Cook played 159 consecutive tests for England which is an amazing feat and goes part of the

way to explain why he left such a void in the team when he retired. He was a proper test

batsman that would build long match winning/saving innings and he had that rare ability to take the game away from an opponent. He scored runs all over the world and who could forget the 750+ runs in Australia that helped England secure the Ashes.


Despite the records, Cook played with a modesty and spirit that endeared him to fans both from England and their opponents. There was a reason that Cooks century at the Oval in his final test was celebrated by so many. Cheers Chef - top work!


Olly’s choice - Robin Smith


We’re going to go back a bit for my favourite cricketer of all time, back to time when the West Indies dominated both the test arena and the nightmares of batsmen. For those who remember, this was a time of very fast bowling and impressive moustaches - a time when batsmen had to have both quality technique and a courage that you’d nowadays associate with the Avengers.
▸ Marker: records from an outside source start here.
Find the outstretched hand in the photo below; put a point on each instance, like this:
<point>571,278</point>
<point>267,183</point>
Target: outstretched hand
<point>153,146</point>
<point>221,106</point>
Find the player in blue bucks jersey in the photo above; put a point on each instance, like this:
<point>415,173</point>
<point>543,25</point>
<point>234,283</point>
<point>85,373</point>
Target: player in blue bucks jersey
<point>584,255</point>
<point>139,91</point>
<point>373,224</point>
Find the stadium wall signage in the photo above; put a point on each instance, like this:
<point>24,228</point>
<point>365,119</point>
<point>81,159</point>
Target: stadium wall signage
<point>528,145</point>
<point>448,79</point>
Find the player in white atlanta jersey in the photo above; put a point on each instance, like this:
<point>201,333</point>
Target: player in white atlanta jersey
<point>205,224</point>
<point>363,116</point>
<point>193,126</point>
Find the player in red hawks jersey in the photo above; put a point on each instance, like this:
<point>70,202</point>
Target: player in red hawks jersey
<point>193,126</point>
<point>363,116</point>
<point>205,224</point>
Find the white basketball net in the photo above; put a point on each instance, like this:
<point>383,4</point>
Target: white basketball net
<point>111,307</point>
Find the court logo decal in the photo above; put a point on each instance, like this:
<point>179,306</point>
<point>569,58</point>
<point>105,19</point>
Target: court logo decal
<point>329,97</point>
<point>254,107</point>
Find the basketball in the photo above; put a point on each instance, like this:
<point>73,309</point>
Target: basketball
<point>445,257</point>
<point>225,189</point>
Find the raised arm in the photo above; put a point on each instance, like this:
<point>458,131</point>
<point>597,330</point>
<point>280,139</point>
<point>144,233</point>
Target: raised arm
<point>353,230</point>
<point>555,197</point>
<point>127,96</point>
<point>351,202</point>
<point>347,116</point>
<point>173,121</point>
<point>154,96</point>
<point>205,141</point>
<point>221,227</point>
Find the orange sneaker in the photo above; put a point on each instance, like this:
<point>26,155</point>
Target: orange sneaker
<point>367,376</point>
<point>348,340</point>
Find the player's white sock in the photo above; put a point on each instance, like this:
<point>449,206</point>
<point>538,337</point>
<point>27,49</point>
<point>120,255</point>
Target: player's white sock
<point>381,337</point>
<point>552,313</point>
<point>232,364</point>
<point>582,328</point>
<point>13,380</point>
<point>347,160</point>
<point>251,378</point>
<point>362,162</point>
It was during this time that the Judge was able to use his bravery and stunning skill through the off side to not just survive but actually thrive. He picked up an average of over 43 at test level and his cover drive and square cut were as beautiful as they were brutal. But Smith could cross codes and his highest score of 167 not out in an ODI against Australia in 1993 wasn’t bettered by any English batsmen for over 23 years even despite the huge advancements in the shorter format.


There are so many talented England players but here’s my true test - if you pretend to be a

specific player when you’re with your mates in the back garden as a kid, then that’s your

favourite. I could never quite hit the ball as hard as Smith and I certainly didn’t stand tall as

another bouncer threatened to crack me in the head, but in my head and heart I’ve always loved the guy.